Extract from the web site.

1915 PAGE 1







 January 1915 saw an increase in the 9th Battalions training. It was very strenuous, with long marches into the desert in full marching order in the blazing heat of the day. Lt. MAKIN wrote of the men " Our Ashton Lads have made fine soldiers, they swing along and stick at it, you will find none "fall out" by the way. They are a credit to their Town, are high spirited and are ready for fun or danger. This is the situation - We are 1500 and have taken the place of 8000 Regulars, and so we make a brave show in the face of a possible outbreak by Turkey. We are the 9th Manchesters, and that settles the matter!"

The amateurs had now become professional soldiers.


Published in the Reporter 16th January 1915.

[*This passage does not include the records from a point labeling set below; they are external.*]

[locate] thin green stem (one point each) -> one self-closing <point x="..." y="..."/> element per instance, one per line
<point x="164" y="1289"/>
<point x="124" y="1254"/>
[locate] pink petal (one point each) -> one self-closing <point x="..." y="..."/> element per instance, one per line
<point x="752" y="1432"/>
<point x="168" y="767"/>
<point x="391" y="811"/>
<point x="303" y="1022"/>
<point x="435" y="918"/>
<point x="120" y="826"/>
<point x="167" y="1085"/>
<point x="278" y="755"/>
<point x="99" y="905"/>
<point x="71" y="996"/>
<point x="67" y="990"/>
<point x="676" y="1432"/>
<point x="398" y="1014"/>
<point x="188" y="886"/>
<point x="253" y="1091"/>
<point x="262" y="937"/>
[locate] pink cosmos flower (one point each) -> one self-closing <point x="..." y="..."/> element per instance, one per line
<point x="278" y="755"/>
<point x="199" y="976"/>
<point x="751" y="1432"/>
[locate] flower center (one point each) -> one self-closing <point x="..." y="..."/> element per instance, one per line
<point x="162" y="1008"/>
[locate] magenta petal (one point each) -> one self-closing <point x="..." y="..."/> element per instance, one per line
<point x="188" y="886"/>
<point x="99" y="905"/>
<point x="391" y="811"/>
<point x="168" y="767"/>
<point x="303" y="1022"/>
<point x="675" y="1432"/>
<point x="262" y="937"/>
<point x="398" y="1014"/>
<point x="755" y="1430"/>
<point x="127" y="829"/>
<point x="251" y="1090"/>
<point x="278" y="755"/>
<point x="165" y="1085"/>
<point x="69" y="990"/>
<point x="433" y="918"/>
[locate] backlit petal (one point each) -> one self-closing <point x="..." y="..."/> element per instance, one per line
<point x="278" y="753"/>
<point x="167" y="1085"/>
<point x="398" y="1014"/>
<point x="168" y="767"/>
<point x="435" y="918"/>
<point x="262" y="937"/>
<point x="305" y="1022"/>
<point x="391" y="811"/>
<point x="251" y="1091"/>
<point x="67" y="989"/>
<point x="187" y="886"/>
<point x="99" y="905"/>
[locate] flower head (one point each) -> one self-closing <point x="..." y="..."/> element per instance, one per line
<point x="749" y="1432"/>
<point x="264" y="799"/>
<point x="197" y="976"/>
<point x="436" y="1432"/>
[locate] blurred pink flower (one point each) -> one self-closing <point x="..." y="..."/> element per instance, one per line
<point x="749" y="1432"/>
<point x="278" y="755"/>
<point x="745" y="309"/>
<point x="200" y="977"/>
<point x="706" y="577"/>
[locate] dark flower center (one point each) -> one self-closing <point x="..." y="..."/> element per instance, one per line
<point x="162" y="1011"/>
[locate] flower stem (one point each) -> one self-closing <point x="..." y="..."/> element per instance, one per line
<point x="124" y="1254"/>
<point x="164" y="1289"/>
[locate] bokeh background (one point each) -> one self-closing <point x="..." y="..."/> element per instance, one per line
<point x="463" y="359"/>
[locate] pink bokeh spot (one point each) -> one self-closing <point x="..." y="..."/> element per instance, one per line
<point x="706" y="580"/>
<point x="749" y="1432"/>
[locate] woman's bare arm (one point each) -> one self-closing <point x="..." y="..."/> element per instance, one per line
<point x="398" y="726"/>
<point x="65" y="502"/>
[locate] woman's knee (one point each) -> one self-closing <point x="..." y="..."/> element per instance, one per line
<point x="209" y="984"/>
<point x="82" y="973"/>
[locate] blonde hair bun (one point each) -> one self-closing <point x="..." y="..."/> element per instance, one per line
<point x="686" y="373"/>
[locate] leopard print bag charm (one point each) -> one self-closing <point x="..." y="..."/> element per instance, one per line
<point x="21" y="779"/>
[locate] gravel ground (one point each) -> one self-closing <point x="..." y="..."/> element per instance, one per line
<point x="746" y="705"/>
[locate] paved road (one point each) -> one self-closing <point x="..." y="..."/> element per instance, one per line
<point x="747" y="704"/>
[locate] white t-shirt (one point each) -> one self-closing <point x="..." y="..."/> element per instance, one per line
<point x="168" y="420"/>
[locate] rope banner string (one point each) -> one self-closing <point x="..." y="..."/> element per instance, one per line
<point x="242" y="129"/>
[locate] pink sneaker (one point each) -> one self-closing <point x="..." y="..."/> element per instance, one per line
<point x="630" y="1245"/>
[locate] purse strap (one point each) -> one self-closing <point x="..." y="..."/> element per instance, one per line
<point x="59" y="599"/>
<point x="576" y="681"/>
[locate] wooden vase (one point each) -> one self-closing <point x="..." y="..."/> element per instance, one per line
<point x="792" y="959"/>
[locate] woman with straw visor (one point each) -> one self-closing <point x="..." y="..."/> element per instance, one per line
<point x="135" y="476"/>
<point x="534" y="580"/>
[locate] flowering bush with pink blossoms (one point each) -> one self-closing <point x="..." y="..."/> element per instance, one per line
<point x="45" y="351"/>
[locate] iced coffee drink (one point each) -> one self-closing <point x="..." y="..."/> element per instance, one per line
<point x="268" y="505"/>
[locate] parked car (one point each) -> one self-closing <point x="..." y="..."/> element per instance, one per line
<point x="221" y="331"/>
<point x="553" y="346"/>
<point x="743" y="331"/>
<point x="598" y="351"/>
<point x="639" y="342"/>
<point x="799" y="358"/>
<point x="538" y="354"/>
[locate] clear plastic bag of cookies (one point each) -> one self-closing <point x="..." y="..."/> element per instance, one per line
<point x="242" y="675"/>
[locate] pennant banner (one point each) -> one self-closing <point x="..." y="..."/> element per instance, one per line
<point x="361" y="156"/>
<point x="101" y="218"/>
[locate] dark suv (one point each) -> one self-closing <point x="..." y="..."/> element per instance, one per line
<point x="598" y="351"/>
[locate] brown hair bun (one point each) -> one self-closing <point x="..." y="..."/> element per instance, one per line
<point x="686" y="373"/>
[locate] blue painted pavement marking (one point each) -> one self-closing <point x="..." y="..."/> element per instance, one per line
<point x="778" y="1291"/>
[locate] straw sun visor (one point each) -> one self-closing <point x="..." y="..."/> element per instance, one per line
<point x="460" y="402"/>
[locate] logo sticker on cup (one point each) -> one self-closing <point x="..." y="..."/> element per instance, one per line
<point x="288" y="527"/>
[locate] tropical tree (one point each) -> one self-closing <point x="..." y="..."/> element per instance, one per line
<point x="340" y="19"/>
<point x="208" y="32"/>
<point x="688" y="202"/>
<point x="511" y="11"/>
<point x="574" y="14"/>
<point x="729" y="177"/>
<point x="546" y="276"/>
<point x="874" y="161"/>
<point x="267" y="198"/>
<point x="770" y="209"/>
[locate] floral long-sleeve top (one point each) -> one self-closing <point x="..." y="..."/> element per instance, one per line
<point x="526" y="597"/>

Stalybridge Soldier's Letter From Cairo.

"We are at Abarscar, on the edge of the desert," writes Lance Corporal FRED ARMITAGE to his wife, Mrs. Armitage, of 29, Mount Street, Stalybridge. He is in the 9th Battalion Manchester Regiment (Ashton) Territorials. In a previous letter he had told his wife they were going to Abarscar, and he goes on: - " We have just come off our first day's parade. We were out from eight o'clock till four o'clock under a blazing sun, with no shelter, and we marched from our barracks, which is just on the edge of the desert, to about six miles into the desert, where there is nothing in sight but sand. There we started our observations under the General staff at present, and we are under special training. We shall soon be 'going through it.' It is very hard work marching on sand, as it gives way beneath the feet. I happened to be on gate duty the other day when the Australians came in to water their horses. They are a fine body of men. One asked me to post a letter for him, and he gave me an English shilling. They have plenty of money. Three parts of them came out of the bush and off ranches. I have got their twang. It is all 'way down in Sydney and Melbourne.' The Australians are all mounted regiments, and they have some very fine horses. Thousands pass our barracks daily."